The veteran director John Frankenheimer had an incredibly varied filmography. From the deeply paranoid ’60s gems The Manchurian Candidate and Seconds, through to the infamously misbegotten The Island of Dr. Moreau and the excellent action thriller Ronin, there were many eye-catching moments. But even among such an eclectic CV, eco-horror creature feature Prophecy feels like a weird outlier. One of a long line of post-Jaws monster thrillers, Prophecy shows the director had a far better eye for the industrial and cultural conflict of its setting, than the screaming, the wailing, and the gnashing of ursine teeth.

A land dispute between indigenous Americans and a logging company sees crusading environmentalist Rob (Robert Foxworth) and his wife Maggie (Talia Shire) head to Maine to carry out a report on the forest’s ecology. He soon discovers that the mercury used by the company has seeped into the riverbeds and mutated the wildlife. Monstrous tadpoles, outsize salmon, and homicidal racoons are concerning enough, but the massive, deformed bear known as Katahdin by the native population is another thing entirely.

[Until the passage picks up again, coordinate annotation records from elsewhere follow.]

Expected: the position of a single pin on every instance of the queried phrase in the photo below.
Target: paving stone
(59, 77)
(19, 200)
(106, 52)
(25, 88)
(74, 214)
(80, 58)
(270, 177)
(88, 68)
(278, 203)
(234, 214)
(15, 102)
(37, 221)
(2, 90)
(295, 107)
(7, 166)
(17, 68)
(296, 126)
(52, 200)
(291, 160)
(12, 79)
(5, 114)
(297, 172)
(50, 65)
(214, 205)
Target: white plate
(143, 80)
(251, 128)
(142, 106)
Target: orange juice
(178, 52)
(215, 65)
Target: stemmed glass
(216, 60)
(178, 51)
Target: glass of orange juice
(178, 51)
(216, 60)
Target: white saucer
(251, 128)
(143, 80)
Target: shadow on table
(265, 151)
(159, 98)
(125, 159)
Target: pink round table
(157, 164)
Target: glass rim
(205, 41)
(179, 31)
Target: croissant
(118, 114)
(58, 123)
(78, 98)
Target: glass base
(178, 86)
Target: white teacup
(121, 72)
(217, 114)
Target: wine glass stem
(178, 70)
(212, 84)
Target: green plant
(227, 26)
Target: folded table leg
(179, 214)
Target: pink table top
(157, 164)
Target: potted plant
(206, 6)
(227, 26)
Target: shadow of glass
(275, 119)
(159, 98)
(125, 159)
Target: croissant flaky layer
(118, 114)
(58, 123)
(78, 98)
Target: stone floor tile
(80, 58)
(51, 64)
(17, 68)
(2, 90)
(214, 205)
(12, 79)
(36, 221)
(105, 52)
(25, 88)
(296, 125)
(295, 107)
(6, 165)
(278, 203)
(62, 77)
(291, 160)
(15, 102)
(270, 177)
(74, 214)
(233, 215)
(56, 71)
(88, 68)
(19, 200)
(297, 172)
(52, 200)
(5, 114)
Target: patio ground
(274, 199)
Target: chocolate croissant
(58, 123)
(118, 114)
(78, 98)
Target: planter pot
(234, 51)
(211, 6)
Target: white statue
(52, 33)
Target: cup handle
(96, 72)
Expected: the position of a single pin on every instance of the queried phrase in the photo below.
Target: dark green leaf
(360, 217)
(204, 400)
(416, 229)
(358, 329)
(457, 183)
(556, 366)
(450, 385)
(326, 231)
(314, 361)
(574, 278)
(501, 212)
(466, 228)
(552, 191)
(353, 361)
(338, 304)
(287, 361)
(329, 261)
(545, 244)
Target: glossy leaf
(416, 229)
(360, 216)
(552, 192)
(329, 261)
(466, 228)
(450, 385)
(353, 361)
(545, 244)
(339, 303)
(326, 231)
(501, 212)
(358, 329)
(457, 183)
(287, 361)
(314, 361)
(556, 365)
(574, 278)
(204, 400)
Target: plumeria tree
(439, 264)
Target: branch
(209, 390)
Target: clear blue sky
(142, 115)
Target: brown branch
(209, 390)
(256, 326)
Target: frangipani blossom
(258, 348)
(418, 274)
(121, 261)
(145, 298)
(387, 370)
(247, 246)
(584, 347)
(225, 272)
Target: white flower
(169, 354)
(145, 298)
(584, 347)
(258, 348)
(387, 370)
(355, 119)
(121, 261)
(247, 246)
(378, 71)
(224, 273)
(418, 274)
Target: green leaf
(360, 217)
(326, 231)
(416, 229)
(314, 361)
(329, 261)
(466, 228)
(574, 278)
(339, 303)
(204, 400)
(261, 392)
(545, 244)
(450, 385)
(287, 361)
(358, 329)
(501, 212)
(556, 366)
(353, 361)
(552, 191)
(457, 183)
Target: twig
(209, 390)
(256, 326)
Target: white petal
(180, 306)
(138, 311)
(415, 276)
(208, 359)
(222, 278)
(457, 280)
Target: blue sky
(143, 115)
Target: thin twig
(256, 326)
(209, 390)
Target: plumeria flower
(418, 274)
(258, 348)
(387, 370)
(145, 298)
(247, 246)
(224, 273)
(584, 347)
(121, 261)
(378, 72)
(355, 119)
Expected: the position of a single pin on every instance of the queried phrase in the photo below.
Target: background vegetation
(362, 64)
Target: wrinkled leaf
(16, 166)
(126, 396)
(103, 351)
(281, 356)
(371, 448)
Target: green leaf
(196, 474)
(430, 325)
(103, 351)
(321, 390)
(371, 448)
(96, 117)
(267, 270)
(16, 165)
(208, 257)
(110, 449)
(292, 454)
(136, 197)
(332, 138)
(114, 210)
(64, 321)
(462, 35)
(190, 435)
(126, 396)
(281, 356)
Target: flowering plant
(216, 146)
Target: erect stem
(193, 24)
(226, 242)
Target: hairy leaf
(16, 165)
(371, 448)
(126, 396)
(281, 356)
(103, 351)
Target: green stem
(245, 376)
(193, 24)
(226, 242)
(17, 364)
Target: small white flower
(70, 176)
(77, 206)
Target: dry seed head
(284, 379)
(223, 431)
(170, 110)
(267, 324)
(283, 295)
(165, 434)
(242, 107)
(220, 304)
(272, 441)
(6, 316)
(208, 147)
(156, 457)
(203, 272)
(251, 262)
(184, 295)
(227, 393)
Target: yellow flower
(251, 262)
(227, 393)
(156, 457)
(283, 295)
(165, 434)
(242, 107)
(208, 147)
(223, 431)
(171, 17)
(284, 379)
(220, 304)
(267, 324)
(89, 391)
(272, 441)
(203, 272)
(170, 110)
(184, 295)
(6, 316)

Prophecy starts very well. Aside from the now-baffling casting of the Italian-Irish Armand Assante as indigenous leader John Hawks, Frankenheimer establishes the central tension between nature and industry very well. This patient, methodical approach even allows room for some uproarious silliness, such as a mismatched fight between Hawks and a company goon –  Hawks armed with an axe, the other wielding a chainsaw, and that enormous tadpole. Oscar-winner Shire provides some further emotional depth as she realises that she may have unwittingly poisoned her unborn child by eating fish from the contaminated river.

Almost an hour in, and it’s clear why Katahdin was kept offscreen for so long. The bear itself is a waddling, lumpy suit of fur and boils (containing future Predator Kevin Peter Hall, fact fans) that works somewhat from a distance, but is far more likely to evoke mirth than terror up close, despite some effective sound design. This is also where Frankenheimer loses the grip on the film’s tone. The film has previously been too po-faced in its message – despite the tadpoles and chainsaw brawls – to cope with the sudden lurch into something approaching kaiju camp. As the rampant beast tears through a family of luckless campers, the intent is presumably to show that even children aren’t safe when man messes with nature. However, it’s safe to say that the poor boy who fails heroically to escape while still cocooned in his sleeping bag suffers one of most hilarious deaths in any movie ever.

The sight of the bear was enough for writer David Seltzer to give up on the film mid-shoot, and Frankenheimer, in the full grip of alcoholism, never manages to wrestle the film back from its amateurish beast. Presumably, an overly exuberant atmosphere wouldn’t have chimed with the film’s noble ideals about capitalist exploitation and the continued contemporary treatment of indigenous peoples – although what passes for progressive here is almost as laughable as poor, benighted Katahdin (Arthur Hiller’s Nightwing, released the same year is much more successful in its depiction). Unfortunately, the films fails to square that circle. It lacks the resources of a high-end monster movie, but takes itself too seriously to be an enjoyable schlock-fest.

There are frustrating moments of near-excellence. Frankenheimer may have been something of a journeyman, but he was a superb filmmaker, and one almost wordless scene of drawn-out suspense where we can only hear the bear is brilliantly done. There are also frequent shots of real artistry and an unusually full-throttle orchestral score for a low-budget genre flick. There will be many for whom the bruising disconnect between ideals and execution is all part of some considerable charm. You could almost recommend it just for the sleeping bag kill on its own. But it could – and should – have been so much better.